Zusammenräumen hingegen (eher in die Richtung von 'zusammenpacken') tut eben beispielsweise das Kind die Legosteine in seinem Zimmer, z.B. in eine Kiste (hier würde aufräumen aber genauso funktionieren) oder die Schulklasse ihr Material nach dem Unterricht.


----------



## berndf

b00nish said:


> Dann ist das in Österreich gebräuchliche Zusammenräumen möglicherweise ein wenig verschieden von demjenigen, dass hier gebräuchlich ist.


 
Das kann ich aus eigener Erfahrung bestätigen (Ich bin Deutscher, der in der Schweiz lebt und mit eine Österreicherin verheiratet ist). In Österreich wird in der Tat _zusammenräumen_ da gebraucht, wo wir (Schweizer _und_ Deutsche) _aufräumen_ sagen würden. In Deutschland und in der Schweiz ist der Unterschied zwischen den beiden Ausdrücken so wie von b00nisch beschreiben.


----------



## Robocop

b00nish said:


> Im "Zusammenräumen" steckt irgend wie noch das Element der Konzentration der Dinge die man zusammenräumt an einem Ort.
> Wenn man einen Raum aufräumt, dann tut man die Dinge an ihre verschiedenen Orte, wo sie hingehören, wenn man etwas zusammenräumt, dann ist es nachher alles am selben Ort, z.B. in einer Tasche oder einer Kiste.

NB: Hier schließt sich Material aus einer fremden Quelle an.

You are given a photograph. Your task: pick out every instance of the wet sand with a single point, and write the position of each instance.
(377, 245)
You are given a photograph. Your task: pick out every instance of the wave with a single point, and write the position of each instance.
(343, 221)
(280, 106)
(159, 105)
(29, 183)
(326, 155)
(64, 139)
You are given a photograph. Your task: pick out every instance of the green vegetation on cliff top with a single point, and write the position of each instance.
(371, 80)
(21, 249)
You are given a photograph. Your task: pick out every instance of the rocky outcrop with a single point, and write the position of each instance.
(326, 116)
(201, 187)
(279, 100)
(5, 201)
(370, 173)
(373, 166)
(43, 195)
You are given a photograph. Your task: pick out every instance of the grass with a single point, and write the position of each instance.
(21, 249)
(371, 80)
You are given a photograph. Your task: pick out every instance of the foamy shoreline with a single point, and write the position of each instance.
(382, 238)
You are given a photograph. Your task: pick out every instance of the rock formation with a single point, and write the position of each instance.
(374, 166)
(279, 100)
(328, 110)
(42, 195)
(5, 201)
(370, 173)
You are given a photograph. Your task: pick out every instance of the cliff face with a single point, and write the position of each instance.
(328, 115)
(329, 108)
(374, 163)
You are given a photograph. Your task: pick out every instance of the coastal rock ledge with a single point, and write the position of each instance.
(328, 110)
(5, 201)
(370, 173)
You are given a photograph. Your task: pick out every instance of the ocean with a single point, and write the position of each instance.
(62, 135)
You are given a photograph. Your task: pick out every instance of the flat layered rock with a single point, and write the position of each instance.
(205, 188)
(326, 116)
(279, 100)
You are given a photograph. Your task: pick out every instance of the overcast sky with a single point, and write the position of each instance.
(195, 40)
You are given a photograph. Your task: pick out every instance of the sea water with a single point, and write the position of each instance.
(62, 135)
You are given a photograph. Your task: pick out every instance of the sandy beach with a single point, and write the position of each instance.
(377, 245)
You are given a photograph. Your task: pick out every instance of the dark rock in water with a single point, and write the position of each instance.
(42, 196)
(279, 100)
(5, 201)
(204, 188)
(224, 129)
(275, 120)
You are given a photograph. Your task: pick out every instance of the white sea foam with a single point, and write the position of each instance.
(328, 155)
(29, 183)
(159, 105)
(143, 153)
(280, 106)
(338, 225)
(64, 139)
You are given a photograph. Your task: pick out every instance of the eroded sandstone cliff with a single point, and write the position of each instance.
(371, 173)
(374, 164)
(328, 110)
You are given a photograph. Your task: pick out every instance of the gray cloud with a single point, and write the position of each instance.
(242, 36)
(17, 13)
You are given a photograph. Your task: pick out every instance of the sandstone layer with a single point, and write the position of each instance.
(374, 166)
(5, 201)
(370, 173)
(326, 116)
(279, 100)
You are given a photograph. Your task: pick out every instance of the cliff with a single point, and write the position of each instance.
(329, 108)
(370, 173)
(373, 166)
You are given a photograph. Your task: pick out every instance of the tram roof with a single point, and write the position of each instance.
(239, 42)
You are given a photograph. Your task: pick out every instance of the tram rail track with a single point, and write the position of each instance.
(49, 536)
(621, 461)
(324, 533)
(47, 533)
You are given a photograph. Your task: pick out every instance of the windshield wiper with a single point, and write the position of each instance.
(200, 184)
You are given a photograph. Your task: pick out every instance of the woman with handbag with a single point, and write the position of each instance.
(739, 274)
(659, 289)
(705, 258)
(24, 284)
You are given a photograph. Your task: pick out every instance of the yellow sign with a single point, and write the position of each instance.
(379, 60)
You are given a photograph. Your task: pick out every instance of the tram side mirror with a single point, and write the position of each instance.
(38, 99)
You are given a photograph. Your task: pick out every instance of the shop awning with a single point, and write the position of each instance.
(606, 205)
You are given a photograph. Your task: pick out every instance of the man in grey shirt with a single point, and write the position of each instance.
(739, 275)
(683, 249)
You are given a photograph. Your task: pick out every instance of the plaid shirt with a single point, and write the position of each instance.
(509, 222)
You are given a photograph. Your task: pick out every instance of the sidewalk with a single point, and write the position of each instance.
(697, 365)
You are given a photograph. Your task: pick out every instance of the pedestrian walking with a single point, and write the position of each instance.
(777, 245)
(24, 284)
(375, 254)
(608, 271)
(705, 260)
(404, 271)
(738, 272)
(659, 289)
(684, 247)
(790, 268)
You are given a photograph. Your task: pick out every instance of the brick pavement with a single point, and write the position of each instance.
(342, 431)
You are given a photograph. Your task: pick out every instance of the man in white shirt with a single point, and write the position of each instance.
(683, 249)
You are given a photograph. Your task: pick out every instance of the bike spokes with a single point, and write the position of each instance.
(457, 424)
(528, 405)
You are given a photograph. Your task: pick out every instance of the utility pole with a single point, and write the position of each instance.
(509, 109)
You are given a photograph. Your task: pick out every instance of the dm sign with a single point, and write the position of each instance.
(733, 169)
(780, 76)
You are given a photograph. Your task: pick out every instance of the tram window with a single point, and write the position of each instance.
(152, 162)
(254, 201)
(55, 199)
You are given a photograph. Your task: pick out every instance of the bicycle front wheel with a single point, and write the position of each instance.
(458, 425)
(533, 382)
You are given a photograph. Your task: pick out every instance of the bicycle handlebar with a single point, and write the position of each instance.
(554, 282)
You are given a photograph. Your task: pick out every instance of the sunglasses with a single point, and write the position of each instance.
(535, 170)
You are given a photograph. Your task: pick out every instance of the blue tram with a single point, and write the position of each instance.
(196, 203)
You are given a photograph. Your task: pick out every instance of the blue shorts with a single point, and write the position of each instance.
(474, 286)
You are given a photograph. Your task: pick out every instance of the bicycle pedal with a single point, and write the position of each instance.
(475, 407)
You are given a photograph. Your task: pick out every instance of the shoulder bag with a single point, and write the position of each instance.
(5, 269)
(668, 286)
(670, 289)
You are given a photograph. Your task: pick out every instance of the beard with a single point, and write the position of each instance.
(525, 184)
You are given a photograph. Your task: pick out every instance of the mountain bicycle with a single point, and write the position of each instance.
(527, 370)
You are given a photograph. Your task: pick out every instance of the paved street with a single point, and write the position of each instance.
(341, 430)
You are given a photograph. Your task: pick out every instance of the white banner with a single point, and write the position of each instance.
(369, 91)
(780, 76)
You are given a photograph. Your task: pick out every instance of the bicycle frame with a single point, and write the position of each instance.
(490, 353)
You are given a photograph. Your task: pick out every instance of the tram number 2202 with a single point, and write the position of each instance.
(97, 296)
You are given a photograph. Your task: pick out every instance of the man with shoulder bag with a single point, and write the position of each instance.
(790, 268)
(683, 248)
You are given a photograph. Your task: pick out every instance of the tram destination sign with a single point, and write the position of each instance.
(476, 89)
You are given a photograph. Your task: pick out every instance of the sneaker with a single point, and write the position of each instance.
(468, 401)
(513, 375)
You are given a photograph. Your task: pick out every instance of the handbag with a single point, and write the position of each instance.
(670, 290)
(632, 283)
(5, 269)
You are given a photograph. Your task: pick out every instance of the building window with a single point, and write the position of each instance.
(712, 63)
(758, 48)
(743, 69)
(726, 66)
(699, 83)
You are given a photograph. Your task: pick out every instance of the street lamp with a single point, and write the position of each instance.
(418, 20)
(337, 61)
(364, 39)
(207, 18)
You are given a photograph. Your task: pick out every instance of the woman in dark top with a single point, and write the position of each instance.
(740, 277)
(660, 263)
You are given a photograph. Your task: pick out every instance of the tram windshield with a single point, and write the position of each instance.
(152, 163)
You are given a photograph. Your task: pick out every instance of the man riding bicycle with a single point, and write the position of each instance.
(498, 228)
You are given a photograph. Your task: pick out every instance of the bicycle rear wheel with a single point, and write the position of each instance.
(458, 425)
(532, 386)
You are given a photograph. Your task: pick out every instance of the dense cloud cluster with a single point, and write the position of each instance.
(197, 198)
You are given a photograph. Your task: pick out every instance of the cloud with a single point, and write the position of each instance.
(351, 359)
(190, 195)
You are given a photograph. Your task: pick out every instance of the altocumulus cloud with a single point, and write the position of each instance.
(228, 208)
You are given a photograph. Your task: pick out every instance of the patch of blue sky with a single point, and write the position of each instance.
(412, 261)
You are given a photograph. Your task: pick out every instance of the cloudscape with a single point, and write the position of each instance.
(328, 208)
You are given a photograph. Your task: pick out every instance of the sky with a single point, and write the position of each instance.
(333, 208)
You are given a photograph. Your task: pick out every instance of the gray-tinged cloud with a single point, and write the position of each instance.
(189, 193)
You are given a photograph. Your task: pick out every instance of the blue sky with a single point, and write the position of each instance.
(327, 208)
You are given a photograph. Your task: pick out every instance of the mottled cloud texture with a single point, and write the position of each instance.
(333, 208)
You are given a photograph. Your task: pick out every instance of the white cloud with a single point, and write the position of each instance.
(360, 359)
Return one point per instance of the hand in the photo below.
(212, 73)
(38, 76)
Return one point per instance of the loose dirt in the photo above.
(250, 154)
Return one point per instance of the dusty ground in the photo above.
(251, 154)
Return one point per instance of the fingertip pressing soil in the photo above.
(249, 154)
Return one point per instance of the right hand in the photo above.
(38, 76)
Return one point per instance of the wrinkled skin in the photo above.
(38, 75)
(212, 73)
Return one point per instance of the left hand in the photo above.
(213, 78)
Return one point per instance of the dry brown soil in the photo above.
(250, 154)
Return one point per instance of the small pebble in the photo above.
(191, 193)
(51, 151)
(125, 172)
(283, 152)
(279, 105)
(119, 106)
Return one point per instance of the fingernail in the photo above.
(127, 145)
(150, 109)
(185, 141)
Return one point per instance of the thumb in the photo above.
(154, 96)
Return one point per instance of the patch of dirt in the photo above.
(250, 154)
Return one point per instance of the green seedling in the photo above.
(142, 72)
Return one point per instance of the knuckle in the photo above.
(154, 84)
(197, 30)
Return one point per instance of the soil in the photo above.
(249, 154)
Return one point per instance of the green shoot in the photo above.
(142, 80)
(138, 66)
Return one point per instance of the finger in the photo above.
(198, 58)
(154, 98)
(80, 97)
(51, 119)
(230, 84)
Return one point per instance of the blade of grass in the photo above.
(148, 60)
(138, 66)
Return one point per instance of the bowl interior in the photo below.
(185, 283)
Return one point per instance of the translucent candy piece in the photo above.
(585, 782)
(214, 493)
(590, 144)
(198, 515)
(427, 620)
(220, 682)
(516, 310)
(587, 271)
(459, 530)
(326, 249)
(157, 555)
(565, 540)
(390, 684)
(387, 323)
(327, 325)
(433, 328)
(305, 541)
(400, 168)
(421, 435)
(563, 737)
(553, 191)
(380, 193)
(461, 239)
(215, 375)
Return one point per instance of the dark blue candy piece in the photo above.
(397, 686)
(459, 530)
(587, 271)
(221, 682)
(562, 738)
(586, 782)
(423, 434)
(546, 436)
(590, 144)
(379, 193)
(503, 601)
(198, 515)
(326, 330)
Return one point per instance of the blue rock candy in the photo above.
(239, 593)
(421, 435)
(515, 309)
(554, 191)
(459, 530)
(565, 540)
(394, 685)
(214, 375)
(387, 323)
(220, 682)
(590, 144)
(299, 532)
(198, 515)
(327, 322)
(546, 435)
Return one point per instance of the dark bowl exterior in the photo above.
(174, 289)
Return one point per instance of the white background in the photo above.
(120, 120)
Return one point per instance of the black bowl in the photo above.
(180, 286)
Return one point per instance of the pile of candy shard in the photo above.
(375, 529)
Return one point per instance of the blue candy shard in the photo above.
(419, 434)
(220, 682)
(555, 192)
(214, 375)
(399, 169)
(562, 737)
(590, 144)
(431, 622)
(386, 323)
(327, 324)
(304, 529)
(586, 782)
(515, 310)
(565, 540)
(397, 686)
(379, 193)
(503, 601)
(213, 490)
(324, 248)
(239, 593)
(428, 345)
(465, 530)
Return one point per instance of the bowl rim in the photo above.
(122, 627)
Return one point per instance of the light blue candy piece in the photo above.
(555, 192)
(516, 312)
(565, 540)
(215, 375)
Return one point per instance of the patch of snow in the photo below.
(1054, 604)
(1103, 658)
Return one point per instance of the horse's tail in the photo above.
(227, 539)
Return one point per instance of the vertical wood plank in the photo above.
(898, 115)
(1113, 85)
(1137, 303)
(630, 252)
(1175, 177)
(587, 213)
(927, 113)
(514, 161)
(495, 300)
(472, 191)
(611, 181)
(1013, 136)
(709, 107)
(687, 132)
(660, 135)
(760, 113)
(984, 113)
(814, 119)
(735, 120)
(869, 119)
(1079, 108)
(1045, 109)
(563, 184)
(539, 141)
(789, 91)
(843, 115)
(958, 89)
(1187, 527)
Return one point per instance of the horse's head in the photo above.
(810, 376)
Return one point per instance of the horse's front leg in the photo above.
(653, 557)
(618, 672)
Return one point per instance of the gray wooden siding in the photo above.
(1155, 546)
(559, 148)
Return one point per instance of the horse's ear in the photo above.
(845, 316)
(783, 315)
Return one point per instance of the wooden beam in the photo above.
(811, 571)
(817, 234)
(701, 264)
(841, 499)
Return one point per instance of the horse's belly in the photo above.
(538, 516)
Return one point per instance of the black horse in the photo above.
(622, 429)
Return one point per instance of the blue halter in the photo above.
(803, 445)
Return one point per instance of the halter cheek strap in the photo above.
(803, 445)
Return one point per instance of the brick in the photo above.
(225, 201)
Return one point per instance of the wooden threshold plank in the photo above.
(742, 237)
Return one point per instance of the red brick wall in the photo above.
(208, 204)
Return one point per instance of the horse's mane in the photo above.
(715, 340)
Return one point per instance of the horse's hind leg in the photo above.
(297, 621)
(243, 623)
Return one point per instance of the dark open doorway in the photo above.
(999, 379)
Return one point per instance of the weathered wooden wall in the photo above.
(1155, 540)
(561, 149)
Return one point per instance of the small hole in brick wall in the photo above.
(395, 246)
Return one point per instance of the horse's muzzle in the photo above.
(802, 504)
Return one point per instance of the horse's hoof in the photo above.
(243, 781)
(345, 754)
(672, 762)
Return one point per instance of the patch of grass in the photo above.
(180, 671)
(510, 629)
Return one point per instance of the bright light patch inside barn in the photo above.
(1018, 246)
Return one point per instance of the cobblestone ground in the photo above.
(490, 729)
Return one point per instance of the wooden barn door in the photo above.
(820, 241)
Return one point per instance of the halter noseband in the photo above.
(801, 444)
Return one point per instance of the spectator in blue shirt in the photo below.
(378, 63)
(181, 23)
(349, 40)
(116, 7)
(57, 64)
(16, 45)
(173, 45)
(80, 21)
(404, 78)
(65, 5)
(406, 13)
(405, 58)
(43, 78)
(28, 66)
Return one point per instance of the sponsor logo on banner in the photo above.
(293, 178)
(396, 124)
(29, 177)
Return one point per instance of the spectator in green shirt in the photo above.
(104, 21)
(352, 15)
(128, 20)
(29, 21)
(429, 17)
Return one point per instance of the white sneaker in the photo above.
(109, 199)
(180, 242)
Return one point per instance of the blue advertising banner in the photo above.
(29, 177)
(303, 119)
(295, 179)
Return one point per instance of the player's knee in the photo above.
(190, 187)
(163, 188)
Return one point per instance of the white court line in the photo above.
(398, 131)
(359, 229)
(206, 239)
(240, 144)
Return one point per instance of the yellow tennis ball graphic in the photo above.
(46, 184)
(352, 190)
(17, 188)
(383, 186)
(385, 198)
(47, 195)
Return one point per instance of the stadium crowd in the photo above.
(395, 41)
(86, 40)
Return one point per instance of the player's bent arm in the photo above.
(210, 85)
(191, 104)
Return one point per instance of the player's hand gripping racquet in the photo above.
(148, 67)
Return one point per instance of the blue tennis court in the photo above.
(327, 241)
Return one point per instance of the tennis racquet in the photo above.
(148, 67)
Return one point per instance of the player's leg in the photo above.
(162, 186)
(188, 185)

Ich halte diese Auslegung für eine Überinterpretation. 

- Aufräumen = einen Ort/eine Örtlichkeit in Ordnung bringen und eventuell auch sauber machen
- Zusammenräumen = Dinge, die an einem Ort ausliegen (geordnet oder ungeordnet), werden zusammengepackt und weggeschafft (ob diese Dinge beieinander bleiben oder separat versorgt werden, spielt da überhaupt keine Rolle)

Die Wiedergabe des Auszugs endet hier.